Stock Market Loses Rm270 Billion In Value In 2018
Pakatan Harapan’s loose talk triggers market decline
(NST) – Bursa Malaysia’s key index breached 1,700 points in early trade but ended its last trading day of 2018 nearly 10 points off the level due to lack of fresh catalyst.
At its close, FTSE Bursa Malaysia KLCI dropped 1.49 points to 1,690.58 from Friday’s close of 1,692.07.
This partly contributed to around RM270 billion loss in value of Malaysia’s broader stock market since January peak this year.
The benchmark index lost about 5.91 per cent in one-year total return, the lowest level since the global financial crisis despite having only a minor gap with a single year negative return of 5.36 per cent in 2014.
The ringgit, on the other hand, continues strengthening to its highest level since October 1 to RM4.1340 against the US ollar, with the longest winning streak since July 10.
Nestle (M) Bhd has the best gain among the FBM KLCI 30 stock components this year, followed by Top Glove Corp Bhd and Dialog Group Bhd. The worst performers were Genting Malaysia Bhd and Genting Bhd.

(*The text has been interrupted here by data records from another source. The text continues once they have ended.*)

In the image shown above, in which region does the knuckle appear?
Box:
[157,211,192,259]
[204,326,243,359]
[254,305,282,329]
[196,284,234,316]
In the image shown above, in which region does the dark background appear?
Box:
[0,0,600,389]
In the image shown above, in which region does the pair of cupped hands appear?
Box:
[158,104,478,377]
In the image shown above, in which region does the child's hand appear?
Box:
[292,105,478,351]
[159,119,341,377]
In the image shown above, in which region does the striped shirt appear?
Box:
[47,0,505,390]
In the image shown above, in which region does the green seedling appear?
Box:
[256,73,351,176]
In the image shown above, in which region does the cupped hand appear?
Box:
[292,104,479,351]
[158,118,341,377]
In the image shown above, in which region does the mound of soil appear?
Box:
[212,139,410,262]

Other than FBM KLCI, indices such as the small and mid-cap among others have also taken a hit this year, marching into the red in one-year returns and partly contributing to the massive market capitalisation loss.
Analysts expect the market volatility to continue at least until the second half of 2019, to be mainly dominated by external factors.

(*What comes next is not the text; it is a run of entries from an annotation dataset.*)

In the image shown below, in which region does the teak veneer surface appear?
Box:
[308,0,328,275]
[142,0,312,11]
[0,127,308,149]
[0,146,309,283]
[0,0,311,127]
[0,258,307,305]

“Market has still a lot of outstanding issues to tackle heading into 2019. Investor sentiments are not particularly positive around the world right now. The local market might still be volatile at least in the next six months,” stock market analyst Nazarry Rosli told NST Business.
“Internally we are still watching how the new government will perform especially on handling issues such as trade war, lower oil price, geopolitical tension, interest rate hikes. These are still affecting the sentiment worldwide.”

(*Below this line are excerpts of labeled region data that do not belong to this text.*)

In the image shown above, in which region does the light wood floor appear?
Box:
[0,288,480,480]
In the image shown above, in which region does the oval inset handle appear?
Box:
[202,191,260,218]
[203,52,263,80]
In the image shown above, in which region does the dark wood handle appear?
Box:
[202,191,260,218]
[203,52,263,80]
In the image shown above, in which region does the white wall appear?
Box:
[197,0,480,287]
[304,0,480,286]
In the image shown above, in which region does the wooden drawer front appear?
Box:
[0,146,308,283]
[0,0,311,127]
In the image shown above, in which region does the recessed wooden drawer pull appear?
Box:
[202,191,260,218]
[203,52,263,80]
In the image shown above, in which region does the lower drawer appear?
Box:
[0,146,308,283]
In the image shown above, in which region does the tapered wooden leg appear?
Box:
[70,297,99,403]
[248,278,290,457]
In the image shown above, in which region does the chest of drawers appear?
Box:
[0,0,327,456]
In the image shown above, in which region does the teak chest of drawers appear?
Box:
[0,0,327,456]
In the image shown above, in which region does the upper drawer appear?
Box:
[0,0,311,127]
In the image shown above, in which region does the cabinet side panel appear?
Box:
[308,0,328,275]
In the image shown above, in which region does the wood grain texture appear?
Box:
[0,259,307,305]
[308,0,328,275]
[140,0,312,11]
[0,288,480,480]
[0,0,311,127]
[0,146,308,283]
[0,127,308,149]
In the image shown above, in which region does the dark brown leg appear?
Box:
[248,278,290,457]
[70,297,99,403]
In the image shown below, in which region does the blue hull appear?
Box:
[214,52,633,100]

Maybank Investment Bank said these headwinds had raised uncertainties and turned up volatility in equity, which it expects to persist in 2019.
Key external lookouts besides US-China trade spats are policies especially monetary in the major economies, crude oil price direction, and political and socio-economic uncertainties in Europe, it said in a note.
However, the research firm believes that with volatility, there would be opportunities.
“For 2019, we believe there are pockets of opportunities for investors to trade on newsflow and thematics,” it said.
“Risks to growth for Malaysia are mainly external, largely from the danger of further escalation in trade war,” it added.
Maybank IB had end-2019 FBM KLCI target of 1,760 points considering the risk factors, balancing off with optimism for policies reset for longer term sustainable growth.